Two more senators on Tuesday sponsored the Senate’s version of the Freedom of information (FOI) bill and no questions were raised. But Majority Leader Vicente Sotto III moved to suspend consideration of the bill to await more inquiries from the lawmakers.
Senators Loren Legarda and Alan Peter Cayetano delivered their cosponsorship speeches, joining Gregorio Honasan, Antonio Trillanes and Franklin Drilon as sponsors of the measure.
Cayetano expressed optimism that it wouldn’t take long before the FOI bill is passed “because nobody is against it in the Senate.”
But Sotto said he held back asking the chamber to close the period of interpellation—a move that would have pushed Senate Bill No. 3208 closer to approval—saying “some senators” wanted more time to study the measure further.
“I would have wanted to move for the adoption and the closure of the period of interpellation but I am informed by some members of the Senate that they would wish to be given some time to go over the proposed measure,” Sotto said in the plenary.
“They will inform (the body) quickly when they are ready,” he added before moving that the Senate suspend consideration of the bill formally titled “An Act Fortifying the People’s Right of Ownership Over Information Held by the People’s Government.”

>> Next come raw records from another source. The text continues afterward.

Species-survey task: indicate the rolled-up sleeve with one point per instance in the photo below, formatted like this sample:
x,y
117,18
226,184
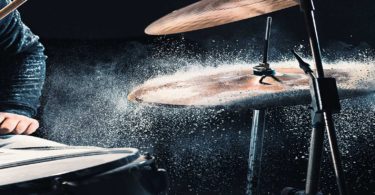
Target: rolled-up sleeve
x,y
22,66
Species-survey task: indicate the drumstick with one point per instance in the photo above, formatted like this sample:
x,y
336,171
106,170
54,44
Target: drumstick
x,y
10,8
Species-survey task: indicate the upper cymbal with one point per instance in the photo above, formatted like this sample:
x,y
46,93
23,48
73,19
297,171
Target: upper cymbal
x,y
10,8
210,13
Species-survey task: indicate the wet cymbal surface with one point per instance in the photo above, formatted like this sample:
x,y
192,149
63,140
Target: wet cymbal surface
x,y
210,13
237,86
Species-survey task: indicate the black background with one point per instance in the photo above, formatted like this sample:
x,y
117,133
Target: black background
x,y
80,71
344,20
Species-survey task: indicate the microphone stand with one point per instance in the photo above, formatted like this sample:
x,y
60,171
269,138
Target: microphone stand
x,y
325,102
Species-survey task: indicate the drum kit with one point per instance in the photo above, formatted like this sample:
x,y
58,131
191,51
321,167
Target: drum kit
x,y
259,87
76,170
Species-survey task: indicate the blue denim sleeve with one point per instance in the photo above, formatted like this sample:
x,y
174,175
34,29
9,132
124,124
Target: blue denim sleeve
x,y
22,66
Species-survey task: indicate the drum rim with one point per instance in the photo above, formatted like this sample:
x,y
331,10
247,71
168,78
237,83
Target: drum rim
x,y
37,184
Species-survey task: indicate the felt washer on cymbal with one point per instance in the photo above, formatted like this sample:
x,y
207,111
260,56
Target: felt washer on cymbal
x,y
237,86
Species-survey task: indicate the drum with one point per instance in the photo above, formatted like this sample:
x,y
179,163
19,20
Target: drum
x,y
79,170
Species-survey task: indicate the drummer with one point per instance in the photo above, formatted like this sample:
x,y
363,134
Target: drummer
x,y
22,74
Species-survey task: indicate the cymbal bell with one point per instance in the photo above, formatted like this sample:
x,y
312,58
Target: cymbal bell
x,y
210,13
237,86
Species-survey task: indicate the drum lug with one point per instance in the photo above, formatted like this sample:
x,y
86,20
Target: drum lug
x,y
60,185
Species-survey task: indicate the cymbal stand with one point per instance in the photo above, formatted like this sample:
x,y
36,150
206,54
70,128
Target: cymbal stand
x,y
325,102
258,124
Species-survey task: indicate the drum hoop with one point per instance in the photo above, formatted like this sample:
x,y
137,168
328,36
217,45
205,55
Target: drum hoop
x,y
75,175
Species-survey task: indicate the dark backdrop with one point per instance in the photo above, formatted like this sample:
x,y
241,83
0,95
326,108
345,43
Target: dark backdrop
x,y
344,20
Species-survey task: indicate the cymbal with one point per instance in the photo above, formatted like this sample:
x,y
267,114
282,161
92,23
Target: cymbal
x,y
10,8
237,86
210,13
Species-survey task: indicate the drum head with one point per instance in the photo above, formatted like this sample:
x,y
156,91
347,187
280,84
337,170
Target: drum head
x,y
26,165
236,85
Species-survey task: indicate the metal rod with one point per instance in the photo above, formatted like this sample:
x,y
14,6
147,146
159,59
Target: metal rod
x,y
315,155
308,9
255,153
335,154
10,8
266,39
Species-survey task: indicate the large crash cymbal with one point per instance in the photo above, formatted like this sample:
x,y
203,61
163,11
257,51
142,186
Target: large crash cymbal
x,y
237,86
210,13
4,12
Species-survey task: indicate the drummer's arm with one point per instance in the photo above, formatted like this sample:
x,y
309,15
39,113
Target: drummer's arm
x,y
22,74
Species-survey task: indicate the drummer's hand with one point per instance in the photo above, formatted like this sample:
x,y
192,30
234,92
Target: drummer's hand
x,y
17,124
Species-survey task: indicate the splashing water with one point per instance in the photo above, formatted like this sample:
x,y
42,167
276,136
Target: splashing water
x,y
86,104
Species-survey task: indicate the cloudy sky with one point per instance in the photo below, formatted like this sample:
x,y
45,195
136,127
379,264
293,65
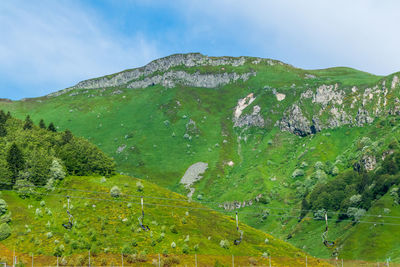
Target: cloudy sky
x,y
46,46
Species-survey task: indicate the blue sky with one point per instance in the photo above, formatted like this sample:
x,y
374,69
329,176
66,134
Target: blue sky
x,y
49,45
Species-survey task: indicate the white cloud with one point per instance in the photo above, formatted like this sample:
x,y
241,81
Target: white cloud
x,y
58,43
313,33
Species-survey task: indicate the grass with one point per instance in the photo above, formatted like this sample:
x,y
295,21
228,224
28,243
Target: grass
x,y
106,225
151,123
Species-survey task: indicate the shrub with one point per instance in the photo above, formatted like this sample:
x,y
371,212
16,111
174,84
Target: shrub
x,y
335,171
185,249
57,171
126,249
39,212
319,214
297,173
5,231
139,186
303,165
49,235
355,199
24,188
115,191
318,165
224,244
173,229
3,207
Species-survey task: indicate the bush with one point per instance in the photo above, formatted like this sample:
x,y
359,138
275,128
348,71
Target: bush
x,y
115,191
318,165
297,173
5,231
24,188
224,244
57,171
126,249
173,229
335,171
139,186
3,207
185,249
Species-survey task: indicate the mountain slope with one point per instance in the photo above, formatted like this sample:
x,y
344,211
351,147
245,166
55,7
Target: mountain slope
x,y
262,127
103,223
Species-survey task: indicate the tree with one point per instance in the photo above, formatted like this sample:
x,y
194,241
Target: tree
x,y
3,130
67,136
52,128
42,125
28,123
3,117
15,160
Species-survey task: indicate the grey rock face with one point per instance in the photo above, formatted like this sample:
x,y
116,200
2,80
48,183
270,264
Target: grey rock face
x,y
295,122
368,162
363,117
171,78
254,119
193,174
143,77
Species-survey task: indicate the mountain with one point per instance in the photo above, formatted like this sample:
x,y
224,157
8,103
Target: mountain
x,y
248,134
47,176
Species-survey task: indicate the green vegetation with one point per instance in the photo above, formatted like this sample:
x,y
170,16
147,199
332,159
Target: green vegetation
x,y
156,133
31,154
105,224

It has been months since the Senate committee on public information, chaired by Sen. Gregorio Honasan II, came up with a committee report on the FOI bill.
Best Christmas gift
“I ask all of our colleagues to help in passing this bill. This will be our best Christmas gift to our people, a freedom of information act,” Cayetano said.
Legarda said she acknowledges “that there are certain information that must be kept confidential especially that which may compromise the nation’s security, jeopardize negotiations or diplomatic relations with other nations, and intrude privacy or endanger the life and safety of an individual.”
“We have covered these exceptions, and if such may cause the denial of access to information, the agency concerned is required to make the appropriate explanation,” Legarda said in her cosponsorship.
“We have to remain faithful to the maxim that ‘a public office is a public trust.’ Honesty, transparency and accountability must always be upheld to gain back the people’s confidence and faith in the bureaucracy. Given the tremendous import of this measure in securing the trust of the Filipino people in their government, I hope that this august chamber shall pass this in the swiftest possible time,” she added.
Right of reply
Freedom of information is part of the Bill of Rights in the 1987 Constitution. However, it needs an implementing law. For the past quarter of a century, Congress has failed to pass this implementing law.
In the House of Representatives, some representatives suggested that the people’s right to information be conditioned on a so-called right-of-reply —which would bill media for equal space should any criticism against politicians, among others, be published or aired.